THE LETHAL INJECTION, with which many condemned are put to death, can create extreme suffering during one’s final agonising seconds of life.
According to studies carried out by the Human Rights Watch, this is advocated in opposition to what those who defend the death penalty assert.
On the other hand, the United States of America and China are among the countries with the highest rate of condemned death penalties.
According to Amnesty International, there have been more than 2 000 executed death penalties in 22 countries, and more than 5 000 people condemned.
The death penalty and its application does not seem to worry too many political leaders. The practice does not seem to be censored.
Throughout the last 25 years, the number of countries that condemn the guilty to the death penalty has risen to 50 per cent. Mexico and Liberia are two countries that have eliminated the death penalty out of their legislation and rule of law.
However, in some countries the death penalty is exclusively adhered to for extreme cases. The death penalty is upheld and practised in almost all the new African, Arabic, Eastern and Ex-Soviet Union states.
Those against the death penalty assert that it is inhumane, and, that it should be a duty of the government to execute its mandate for its prohibition.

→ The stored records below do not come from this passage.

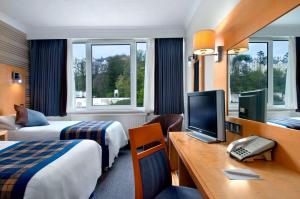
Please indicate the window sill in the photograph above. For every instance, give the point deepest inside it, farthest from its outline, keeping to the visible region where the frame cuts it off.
(109, 112)
(268, 109)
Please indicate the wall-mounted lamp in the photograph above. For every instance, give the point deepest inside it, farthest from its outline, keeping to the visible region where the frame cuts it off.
(16, 77)
(204, 44)
(240, 47)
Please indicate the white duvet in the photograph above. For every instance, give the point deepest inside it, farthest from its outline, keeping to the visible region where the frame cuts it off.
(72, 176)
(115, 136)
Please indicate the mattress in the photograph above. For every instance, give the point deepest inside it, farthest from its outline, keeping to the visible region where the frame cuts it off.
(74, 175)
(115, 136)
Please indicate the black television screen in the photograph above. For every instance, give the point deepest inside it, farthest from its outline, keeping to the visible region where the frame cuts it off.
(206, 113)
(203, 113)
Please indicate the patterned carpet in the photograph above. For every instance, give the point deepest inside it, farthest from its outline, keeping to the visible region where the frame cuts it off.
(118, 181)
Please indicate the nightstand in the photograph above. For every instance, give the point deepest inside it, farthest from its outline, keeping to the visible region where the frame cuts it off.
(3, 135)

It should also be their duty to keep a close watch on judicial sentences; these can be irreversible.
While in some developing countries the death penalty has been excluded from their legislation, Japan not only refuses to follow such an example, but has renewed their practice of it during the last couple of years.

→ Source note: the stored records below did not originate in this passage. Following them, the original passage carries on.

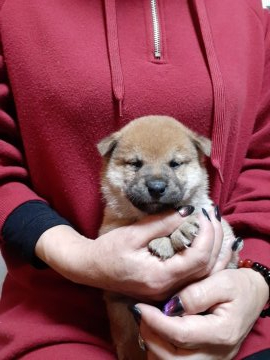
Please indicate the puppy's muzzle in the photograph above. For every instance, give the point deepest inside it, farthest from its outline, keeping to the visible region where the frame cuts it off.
(156, 188)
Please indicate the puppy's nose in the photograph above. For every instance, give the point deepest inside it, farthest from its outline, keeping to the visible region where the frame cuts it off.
(156, 188)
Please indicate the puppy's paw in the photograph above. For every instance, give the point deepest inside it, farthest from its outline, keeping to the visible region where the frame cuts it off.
(183, 236)
(162, 248)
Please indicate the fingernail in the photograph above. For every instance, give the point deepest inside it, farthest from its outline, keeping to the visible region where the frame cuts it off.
(185, 210)
(217, 213)
(205, 213)
(174, 307)
(136, 312)
(142, 343)
(236, 244)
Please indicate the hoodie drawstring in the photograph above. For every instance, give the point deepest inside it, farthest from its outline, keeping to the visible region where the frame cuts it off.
(114, 53)
(219, 130)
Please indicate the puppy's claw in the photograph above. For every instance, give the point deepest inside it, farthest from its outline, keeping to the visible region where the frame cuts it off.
(162, 248)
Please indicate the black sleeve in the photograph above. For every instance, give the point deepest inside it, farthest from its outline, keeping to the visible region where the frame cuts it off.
(26, 224)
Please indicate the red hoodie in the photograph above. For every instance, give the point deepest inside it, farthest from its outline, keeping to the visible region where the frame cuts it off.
(76, 71)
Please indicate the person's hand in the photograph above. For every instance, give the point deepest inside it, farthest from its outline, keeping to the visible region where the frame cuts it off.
(233, 300)
(120, 261)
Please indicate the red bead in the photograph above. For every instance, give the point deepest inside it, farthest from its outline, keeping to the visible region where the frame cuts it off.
(248, 263)
(240, 263)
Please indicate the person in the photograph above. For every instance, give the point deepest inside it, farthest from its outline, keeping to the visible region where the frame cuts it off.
(72, 73)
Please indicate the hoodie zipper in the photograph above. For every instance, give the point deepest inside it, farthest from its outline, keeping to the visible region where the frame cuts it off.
(156, 29)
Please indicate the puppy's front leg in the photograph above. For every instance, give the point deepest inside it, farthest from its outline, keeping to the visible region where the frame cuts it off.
(181, 238)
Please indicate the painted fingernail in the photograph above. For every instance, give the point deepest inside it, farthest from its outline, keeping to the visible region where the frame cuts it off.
(205, 213)
(174, 307)
(217, 213)
(186, 210)
(136, 312)
(236, 244)
(142, 343)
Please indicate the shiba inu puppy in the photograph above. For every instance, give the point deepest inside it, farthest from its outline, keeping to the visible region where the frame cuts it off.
(153, 164)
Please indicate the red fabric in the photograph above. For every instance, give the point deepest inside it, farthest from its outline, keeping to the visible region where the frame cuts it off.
(57, 68)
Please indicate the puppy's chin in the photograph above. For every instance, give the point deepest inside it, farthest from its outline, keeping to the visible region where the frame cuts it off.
(152, 207)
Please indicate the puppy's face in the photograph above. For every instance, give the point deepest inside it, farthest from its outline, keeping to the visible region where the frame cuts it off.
(155, 163)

The reactivation of hanging the condemned – a cruel and medieval practice especially for a technologically advanced nation such as the Empire of the Rising Sun – has cost Japan censorship from various human rights advocacy organisations.
It is also upheld that the death penalty has been maintained by all nation-states throughout history.
This is not a valid argument, for slavery also existed, and today it is prohibited and denounced as an inhumane and immoral practice.
Last but not least, the Human Rights Commission of the United Nations ratified a resolution advising all countries to prohibit the death penalty, protect human dignity and our inalienable human rights – rights which are bestowed upon us from our birth till our death.